The Padre is blessing the meatballs and kisses Mama who utters “Ah men” or “Amen.” The priest tells Mama that even though “Rocco” means “rock,” she is the true rock of the place. If I didn’t know better I would say that the priest is flirting with Mama DiSpirito or at least hoping for a free meatball dinner. Rocco says that the meatballs are perfect and don’t need blessing. Does Rocco have to pay the priest for each blessing? He tells the Priest that despite the heat lamps, the food is still cold – maybe you should check the thermostat in the ovens instead, knucklehead. He then asks to send God’s love to all the dishes in the kitchen.
A Change is Coming
With the realization that there should be a renewed effort, Rocco says that because things have gone wrong in the kitchen, that should be the logical place to begin to set things right. With a new vigor the hum of activity begins.
In the dining room, there is a happy buzz for a change, servers are suggesting dishes merrily and customers are actually praising the food. People are getting tearful over the meatballs and ordering seconds.
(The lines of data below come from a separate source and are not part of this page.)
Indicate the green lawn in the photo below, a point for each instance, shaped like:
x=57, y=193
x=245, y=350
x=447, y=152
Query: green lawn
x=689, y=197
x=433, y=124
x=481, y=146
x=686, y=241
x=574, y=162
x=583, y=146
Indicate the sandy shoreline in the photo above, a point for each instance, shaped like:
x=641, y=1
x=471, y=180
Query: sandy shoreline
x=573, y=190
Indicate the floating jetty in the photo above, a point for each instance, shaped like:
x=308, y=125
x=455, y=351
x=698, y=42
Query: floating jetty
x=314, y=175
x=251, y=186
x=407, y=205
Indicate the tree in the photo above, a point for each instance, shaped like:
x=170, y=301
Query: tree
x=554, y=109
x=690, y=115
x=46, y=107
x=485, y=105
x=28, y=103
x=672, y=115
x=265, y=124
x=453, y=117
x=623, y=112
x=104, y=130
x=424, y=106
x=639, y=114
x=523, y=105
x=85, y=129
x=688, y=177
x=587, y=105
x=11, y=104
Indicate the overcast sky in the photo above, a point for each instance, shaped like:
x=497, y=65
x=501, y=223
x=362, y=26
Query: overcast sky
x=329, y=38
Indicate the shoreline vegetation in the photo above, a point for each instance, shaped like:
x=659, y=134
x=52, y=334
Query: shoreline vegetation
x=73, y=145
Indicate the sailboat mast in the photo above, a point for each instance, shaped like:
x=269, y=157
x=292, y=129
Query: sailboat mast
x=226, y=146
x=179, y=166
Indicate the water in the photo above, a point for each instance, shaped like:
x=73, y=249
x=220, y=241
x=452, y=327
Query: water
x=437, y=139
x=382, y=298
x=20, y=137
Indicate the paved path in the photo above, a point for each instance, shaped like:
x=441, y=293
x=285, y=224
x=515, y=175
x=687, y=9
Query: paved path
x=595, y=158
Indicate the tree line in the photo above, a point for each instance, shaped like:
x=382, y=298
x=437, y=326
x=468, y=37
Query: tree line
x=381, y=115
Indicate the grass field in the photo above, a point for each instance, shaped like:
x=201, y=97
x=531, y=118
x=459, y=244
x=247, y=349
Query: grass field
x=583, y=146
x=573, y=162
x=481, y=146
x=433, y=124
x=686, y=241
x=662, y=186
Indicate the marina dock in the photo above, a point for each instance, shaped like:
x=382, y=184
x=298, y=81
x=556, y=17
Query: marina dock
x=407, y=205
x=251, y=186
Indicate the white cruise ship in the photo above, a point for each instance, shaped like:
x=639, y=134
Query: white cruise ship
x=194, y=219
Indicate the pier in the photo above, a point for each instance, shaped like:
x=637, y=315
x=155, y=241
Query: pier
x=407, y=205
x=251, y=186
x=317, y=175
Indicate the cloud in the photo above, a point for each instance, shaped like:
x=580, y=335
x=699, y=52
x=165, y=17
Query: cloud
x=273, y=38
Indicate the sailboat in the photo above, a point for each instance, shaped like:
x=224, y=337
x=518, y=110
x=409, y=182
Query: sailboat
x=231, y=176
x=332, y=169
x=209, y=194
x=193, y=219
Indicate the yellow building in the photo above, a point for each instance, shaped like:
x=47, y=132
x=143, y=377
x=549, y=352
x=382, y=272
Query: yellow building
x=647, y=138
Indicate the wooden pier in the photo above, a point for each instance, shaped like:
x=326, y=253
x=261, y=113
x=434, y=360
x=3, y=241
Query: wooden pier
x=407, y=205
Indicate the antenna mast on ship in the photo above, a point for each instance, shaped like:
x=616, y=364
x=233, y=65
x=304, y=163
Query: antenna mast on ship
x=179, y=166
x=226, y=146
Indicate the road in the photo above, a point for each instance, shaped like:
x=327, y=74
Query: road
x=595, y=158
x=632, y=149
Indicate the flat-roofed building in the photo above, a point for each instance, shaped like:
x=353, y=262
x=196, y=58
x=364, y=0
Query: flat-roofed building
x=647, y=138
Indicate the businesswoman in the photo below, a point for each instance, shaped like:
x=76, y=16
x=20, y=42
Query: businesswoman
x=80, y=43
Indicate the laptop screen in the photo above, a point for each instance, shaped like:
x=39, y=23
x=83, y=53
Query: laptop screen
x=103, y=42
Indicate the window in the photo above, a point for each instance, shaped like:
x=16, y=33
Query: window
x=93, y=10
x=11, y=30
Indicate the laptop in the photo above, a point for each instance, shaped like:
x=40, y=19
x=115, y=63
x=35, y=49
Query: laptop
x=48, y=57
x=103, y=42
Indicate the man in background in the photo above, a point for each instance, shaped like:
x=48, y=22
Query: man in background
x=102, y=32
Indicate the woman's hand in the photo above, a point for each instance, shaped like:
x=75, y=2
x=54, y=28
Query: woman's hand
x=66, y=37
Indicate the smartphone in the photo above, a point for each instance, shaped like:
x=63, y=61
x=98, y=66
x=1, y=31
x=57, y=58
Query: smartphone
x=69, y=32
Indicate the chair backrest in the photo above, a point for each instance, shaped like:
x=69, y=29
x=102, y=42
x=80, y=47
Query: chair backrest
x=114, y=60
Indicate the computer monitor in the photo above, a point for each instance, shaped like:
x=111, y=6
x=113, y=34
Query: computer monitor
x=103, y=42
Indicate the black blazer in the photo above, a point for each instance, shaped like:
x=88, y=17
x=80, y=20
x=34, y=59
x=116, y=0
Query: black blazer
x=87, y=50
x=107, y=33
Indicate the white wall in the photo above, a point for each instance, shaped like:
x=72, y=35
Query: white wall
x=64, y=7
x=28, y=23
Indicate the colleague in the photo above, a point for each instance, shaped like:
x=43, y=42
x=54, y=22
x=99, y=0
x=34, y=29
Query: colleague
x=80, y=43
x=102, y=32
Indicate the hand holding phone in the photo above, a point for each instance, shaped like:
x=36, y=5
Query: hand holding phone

We hear some wonderful classical piece of music and it’s killing me because it is some overture that I know so well and I cannot for the life of me think of the name. If you have read this far in my scintillating recap and actually know the name of the piece of music, please put me out of my misery by telling me what it is.
We have a feeling that things are turning around for everybody at the restaurant. Rocco’s new credo is that when there is good food, then the customers seem happy. What took you so long to figure that out, Paisan? Eh?
A meeting is called and Rocco thanks his staff for a change instead of berating them. He has taken a cue from another reality show that shall remain nameless by saying that “Get ready because everything is about to change.” We see shocked looks cross faces as we hear about a new system that will bring peace and happiness to one and all. I had to end this some way, so I made that last part up.
The new system is put into effect as Rocco becomes a waiter, Chef Perry struggles in the kitchen and one of the waiters fulfills his dream.